Hot 1027
- South Africa;
- Broadcast area: Johannesburg
- Frequency: 102.7 MHz

Programming
- Format: Old Skool, R&B, and Classical music

Ownership
- Owner: The Professional Consortium

History
- First air date: 1 September 1997

Links
- Website: www.hot1027.co.za

= Hot 1027 =

Hot 1027 is a South African commercial radio station based in Johannesburg. Formerly known as Classic FM 102.7, the station was founded in 1997 and catered exclusively to a classical music audience. Following a business rescue process, the station was acquired by a new owner and rebranded as Hot 1027 on 1 July 2021, adopting a hybrid format of old-school, R&B, and classical music.

Since its relaunch, the station has seen significant audience growth and has won multiple international and local awards.

== History ==
Classic FM was founded in 1997. In October 2019, the station, then known as Classic 1027 FM, was placed in business rescue, which led to some staff retrenchments. A bid from The Professional Consortium, a group of media and business specialists, was accepted by the business rescue practitioner, allowing the station to continue operating.

On 30 April 2021, the Independent Communications Authority of South Africa (ICASA) approved the station's application to amend its broadcasting licence. This amendment facilitated a change in format, and the station officially rebranded as Hot 1027 on 1 July 2021.

== Programming and Format ==
Under its amended ICASA licence, Hot 1027 is mandated to broadcast a format comprising 50% classical music and 50% "Old Skool and R&B" music. The station implements this with a split schedule: daytime programming (5 a.m. to 7 p.m.) primarily features old-school and R&B hits, while the evening and overnight hours are dedicated to classical music.

== Audience and growth ==
Since its 2021 relaunch, Hot 1027 has experienced rapid audience growth. According to a 2024 BrandMapp survey, the station's audience reached approximately 613,000 listeners, up from 316,000 the previous year. Data from the Broadcast Research Council (BRC) of South Africa showed an audience of 201,000, representing a 148% increase from the 81,000 reported in January 2023.

In 2025, a report by News24 and international research firm Statista recognised Hot 1027 as South Africa's fastest-growing media company.

== Management ==
The station is led by Managing Director Lloyd Madurai, who has an extensive career in South African radio, including roles at East Coast Radio, Gagasi FM, 94.7 Highveld Stereo, and Jacaranda FM. In 2018, he was inducted into the South African Radio Hall of Fame. The station's Head of News is Tara Penny, who was named Woman in Media and the overall Woman of Stature for 2025 at the Woman of Stature Awards.

== Hot Cares ==
Hot Cares is the station's non-profit corporate social investment (CSI) arm. It is a registered non-profit company with Public Benefit Organisation (PBO) status and focuses its work on humanitarian, medical, educational, and animal welfare initiatives. In November 2022, its annual "Teddython" fundraiser raised R8.9 million in cash, goods, and services in just over 12 hours.
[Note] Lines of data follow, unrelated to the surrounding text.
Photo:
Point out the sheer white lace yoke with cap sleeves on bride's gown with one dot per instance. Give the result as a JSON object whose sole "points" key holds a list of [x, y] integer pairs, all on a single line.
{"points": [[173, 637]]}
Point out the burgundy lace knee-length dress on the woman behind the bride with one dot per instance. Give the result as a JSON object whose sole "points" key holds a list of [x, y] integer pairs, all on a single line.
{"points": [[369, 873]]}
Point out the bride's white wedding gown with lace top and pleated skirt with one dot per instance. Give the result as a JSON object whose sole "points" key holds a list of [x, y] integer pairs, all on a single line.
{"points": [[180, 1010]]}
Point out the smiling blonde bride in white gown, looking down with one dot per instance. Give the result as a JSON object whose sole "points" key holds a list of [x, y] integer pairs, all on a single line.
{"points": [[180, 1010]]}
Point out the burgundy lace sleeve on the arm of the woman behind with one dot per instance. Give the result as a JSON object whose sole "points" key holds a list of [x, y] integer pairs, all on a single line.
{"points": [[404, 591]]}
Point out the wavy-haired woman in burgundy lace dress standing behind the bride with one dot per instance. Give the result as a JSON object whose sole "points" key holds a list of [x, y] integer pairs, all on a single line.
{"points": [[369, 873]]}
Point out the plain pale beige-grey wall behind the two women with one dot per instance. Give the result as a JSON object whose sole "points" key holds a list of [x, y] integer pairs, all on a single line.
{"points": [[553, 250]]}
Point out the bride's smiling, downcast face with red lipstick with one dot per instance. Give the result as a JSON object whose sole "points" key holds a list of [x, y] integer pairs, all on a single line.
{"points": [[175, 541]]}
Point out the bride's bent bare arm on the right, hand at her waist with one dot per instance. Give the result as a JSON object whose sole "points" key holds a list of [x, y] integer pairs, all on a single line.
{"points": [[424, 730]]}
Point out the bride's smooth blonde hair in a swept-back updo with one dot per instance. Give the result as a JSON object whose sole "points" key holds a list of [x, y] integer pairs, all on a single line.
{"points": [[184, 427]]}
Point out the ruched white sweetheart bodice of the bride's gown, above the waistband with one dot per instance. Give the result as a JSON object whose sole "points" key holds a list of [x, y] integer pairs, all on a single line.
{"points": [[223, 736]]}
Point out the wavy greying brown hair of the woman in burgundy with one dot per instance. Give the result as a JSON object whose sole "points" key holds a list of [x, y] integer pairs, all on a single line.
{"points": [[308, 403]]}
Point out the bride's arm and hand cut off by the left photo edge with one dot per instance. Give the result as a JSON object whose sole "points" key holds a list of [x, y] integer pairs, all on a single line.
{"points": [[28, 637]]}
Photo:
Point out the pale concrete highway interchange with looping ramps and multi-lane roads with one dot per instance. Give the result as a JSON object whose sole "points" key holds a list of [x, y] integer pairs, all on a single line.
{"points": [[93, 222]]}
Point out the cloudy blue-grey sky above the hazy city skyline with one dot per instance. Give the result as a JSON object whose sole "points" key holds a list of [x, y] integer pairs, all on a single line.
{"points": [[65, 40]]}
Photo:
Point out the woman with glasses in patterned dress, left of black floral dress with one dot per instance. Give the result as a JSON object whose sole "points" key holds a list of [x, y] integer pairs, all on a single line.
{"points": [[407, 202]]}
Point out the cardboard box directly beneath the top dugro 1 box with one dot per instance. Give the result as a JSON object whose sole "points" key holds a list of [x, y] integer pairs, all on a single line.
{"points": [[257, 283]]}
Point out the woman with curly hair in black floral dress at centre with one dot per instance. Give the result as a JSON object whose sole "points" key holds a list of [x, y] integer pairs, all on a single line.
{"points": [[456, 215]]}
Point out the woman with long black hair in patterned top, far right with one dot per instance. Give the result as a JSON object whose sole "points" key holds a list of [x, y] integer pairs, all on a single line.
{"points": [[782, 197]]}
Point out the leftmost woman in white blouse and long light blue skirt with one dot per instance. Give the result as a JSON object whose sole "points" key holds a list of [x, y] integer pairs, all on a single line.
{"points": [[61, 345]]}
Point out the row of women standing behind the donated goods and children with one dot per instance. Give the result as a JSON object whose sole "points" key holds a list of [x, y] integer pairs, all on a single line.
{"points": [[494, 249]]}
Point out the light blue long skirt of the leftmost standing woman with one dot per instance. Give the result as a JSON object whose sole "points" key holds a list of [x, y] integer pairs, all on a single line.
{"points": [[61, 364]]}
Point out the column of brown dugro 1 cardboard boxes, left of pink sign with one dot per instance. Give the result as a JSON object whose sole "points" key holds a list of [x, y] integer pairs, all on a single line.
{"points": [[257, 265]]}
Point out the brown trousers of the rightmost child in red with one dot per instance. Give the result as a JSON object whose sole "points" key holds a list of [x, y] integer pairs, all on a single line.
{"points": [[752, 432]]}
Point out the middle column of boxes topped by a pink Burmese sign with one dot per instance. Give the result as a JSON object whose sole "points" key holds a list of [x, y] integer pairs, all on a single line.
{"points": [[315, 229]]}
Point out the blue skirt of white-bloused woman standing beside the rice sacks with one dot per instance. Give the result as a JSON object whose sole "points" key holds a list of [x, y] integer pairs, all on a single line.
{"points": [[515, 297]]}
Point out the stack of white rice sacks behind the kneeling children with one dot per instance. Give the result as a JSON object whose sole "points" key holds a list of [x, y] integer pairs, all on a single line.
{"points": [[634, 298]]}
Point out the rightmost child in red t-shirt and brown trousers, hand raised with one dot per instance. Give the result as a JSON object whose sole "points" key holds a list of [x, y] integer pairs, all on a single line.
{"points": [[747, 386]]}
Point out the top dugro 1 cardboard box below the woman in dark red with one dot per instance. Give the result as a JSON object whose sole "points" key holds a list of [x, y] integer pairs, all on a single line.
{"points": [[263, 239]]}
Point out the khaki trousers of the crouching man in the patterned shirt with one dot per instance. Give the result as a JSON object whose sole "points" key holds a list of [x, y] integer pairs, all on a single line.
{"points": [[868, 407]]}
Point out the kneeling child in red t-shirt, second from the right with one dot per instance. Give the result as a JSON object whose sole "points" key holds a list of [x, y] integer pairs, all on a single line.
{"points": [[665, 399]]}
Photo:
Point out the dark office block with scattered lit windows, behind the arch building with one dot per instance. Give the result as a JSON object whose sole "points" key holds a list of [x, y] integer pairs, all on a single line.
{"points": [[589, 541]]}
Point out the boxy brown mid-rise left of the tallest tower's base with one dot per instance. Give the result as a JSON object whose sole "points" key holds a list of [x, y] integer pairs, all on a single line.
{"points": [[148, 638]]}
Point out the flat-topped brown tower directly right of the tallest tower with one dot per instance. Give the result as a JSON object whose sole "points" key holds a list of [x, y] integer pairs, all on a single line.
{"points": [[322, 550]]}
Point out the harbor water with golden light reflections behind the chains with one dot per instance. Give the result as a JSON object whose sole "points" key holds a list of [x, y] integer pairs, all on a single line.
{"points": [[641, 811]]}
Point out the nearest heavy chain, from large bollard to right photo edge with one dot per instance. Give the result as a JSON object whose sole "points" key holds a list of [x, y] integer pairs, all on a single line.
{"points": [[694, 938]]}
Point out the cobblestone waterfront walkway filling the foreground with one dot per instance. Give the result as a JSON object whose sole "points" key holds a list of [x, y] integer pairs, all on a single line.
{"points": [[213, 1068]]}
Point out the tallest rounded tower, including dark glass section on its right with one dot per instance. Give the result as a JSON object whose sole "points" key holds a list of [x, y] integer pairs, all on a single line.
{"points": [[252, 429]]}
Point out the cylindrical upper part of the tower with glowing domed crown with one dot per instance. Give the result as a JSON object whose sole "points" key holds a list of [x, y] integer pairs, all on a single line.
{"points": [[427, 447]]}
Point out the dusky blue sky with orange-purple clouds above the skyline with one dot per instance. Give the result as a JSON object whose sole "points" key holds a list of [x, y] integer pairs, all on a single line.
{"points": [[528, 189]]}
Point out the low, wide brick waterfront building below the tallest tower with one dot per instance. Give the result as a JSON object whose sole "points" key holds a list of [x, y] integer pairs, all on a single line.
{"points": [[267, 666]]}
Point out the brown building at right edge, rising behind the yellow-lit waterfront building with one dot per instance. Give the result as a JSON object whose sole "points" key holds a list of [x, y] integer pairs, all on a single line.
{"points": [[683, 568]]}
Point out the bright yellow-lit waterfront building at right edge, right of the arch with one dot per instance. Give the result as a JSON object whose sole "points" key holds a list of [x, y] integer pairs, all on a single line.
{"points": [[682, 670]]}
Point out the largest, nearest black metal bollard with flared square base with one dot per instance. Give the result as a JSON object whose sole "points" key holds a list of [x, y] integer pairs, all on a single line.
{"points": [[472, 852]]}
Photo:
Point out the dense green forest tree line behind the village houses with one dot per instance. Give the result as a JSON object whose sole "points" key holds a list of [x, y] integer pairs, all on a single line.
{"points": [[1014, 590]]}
== Awards and recognition ==
Hot 1027 has received multiple accolades at the international New York Festivals Radio Awards:
- 2023: The station received seven finalist nominations.
- 2024: Awarded a bronze medal in the Best News Report/Feature: Human Interest category for a series titled 'Beginner's Guide to Online Dating', produced by head of news, Tara Penny.
- 2025: Won a Bronze Award in the News Documentary category for its mental health series 'Derailed', and a Finalist Award in the Human-Interest Feature category for 'Blindspot', an investigative piece on Johannesburg's traffic light system.

The station has been recognised in the local Best of Joburg Readers' Choice Awards. In 2024, it was named 'Best Local Radio Station' for the third consecutive year. The station's breakfast show won 'Best Local Radio Show' for the second year in a row.

== Broadcasting ==
Hot 1027 broadcasts in English 24/7 on the 102.7 MHz frequency to the Greater Johannesburg area. It is also available nationally on DStv channel 822 and via online streaming.